Our workplace environments are dealing with generational issues more than it ever has before. There are currently four generations simultaneously in the workforce, (Baby Boomers, Gen X, Millenials, Gen Z). There also has not been as a profound difference between generations as there is now. This is in large part due to the timing of the third and fourth industrial revolution. Baby Boomers grew up without using computers for the most part, to Gen Z, who only know life in a smartphone world.
The lack of understanding and empathy across generations has let the culture killing issue of ageism into many work environments. Typically ageism is associated with older generations, but it actually impacts every generation across our workforce.
Understanding the signs
You first need to determine if you potentially have this issue in the first place. Some signs of ageism may look like this:
Employees cast judgment on one another based solely on age.
Employees dismiss the ideas offered by younger and older co-workers.
Generations compete for recognition, resources, and influence. (Us vs. Them)
Multi-generational teams uniquely struggle to accomplish their task or mission.
Sub-conscious bias to hire from one particular generation.
Older workers want to get out or retire early.
Younger workers are disengaged, uninterested and have higher turnover rates.
Employees assume people younger and older are incapable of doing the job as well as them.

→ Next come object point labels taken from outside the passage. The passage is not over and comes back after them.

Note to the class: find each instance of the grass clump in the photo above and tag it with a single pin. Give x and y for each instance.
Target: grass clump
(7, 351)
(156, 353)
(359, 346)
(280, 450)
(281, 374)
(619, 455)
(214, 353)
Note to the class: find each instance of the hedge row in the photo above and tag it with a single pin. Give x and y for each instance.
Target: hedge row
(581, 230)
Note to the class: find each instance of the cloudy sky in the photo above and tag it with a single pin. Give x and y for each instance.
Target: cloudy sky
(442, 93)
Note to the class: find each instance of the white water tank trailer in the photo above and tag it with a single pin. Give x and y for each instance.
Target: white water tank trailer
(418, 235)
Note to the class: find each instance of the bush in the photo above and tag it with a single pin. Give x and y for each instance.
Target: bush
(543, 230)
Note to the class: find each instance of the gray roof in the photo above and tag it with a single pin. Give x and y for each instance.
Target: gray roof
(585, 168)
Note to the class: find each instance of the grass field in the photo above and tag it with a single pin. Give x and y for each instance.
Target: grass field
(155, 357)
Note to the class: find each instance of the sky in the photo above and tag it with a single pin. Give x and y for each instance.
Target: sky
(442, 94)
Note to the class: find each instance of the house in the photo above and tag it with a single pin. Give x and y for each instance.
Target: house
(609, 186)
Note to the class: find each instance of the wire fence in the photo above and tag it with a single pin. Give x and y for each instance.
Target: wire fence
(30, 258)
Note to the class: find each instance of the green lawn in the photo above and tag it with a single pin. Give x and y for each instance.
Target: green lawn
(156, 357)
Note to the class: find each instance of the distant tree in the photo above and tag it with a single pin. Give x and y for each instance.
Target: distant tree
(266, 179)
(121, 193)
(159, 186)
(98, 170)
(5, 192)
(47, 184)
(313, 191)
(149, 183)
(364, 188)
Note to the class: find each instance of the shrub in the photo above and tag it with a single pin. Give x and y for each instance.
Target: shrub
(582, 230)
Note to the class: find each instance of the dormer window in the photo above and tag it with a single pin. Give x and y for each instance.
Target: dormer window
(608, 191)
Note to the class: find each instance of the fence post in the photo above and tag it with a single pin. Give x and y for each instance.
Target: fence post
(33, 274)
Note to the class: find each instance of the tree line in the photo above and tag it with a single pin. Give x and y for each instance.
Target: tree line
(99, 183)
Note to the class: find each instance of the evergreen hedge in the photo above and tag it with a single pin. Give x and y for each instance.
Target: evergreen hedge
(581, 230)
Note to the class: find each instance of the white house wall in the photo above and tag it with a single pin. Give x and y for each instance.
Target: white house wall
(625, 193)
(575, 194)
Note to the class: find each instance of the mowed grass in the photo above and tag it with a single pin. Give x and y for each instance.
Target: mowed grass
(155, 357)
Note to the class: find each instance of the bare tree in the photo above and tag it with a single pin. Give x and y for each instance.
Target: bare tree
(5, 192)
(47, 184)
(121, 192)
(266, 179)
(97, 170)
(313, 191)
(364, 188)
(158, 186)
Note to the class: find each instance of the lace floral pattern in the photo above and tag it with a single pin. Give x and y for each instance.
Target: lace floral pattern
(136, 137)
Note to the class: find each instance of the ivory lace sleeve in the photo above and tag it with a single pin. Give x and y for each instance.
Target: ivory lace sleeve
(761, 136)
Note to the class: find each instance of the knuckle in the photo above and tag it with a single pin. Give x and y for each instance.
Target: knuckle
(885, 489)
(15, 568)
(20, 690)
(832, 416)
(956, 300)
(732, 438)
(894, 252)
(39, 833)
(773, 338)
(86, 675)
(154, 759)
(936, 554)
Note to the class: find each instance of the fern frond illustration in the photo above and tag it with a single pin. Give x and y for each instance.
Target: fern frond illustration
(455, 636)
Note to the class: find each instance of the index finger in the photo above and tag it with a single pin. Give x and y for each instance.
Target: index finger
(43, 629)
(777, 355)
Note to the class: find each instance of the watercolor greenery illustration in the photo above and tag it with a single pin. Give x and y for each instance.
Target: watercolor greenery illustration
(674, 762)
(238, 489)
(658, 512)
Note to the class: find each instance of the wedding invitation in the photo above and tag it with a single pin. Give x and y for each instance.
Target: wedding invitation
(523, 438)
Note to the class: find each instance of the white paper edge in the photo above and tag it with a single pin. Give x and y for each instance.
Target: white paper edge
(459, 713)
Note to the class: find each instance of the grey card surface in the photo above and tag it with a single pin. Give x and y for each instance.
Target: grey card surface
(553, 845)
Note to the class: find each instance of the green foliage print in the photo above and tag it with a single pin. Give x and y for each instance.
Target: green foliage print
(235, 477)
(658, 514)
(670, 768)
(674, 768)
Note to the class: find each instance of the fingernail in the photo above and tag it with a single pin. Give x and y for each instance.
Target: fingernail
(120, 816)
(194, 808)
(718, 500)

Looking through the list, some of these signs are obvious and some are very subtle. It’s easy to pick on gossip and negative comments but much harder to realize there may be biased promotion procedures. Take a neutral look and include different generations as you gather your information.
Reports sometimes say a sign of ageism is when a manager communicates that they need special training to lead different generations. This is not true and is not ageism. What you are looking at is a leader that has self-awareness in their leadership ability and understanding of generational gaps. It’s beneficial for all employees to understand how to work across different generations.
Realize that there are deniers out there
If you do a search for “generational difference in the workplace myth” you’ll pull up a ton of articles from supposed experts and research scientists out there that deny generational differences exist. Don’t fall prey to this thinking. Much like the people that put videos denying work-life balance exists and then go on to explain a variation of the exact thing they are denying; many of the generational articles actually end up acknowledging ageism in a varied way.
Ways to collaborate across generations
Whether you find yourself and your organization needing a turnaround or simply a little improvement, these areas are a great place to start.
1. Keep expectations high. One of the classic stereotypes is that no generation can complete a task or project as well as the one that you are a part of. As a result, we lower our expectations in dealing with other generations. Keep your expectations high. You get what you expect and inspect. One of the most common self-fulfilling prophecies out there reads, “Low expectations.”
2. Find Commonality. We will cover items that are common across all generations in Ep 199: Commonality across generations. Remember that there is often shared commonality on a personal level just below the surface. You just need to be intentional in finding out what that is. Were you both in scouts or the military? Do you share the same hobbies? Movie or music taste? Are you both foodies? Into sports? There are many avenues to build a bond with someone that has nothing to do with your generation. Use this to build a relational bond that will help your working relationship.
3. Connect the talent. Yes, different generations have different communication preferences, personal work values, and challenges, but talent is talent. Everyone is talented in some regard. Understand what each person’s unique talent is and give them a chance to utilize it and show it off to others. It makes the person feel valued and appreciated and it helps to break misconceptions with other generations.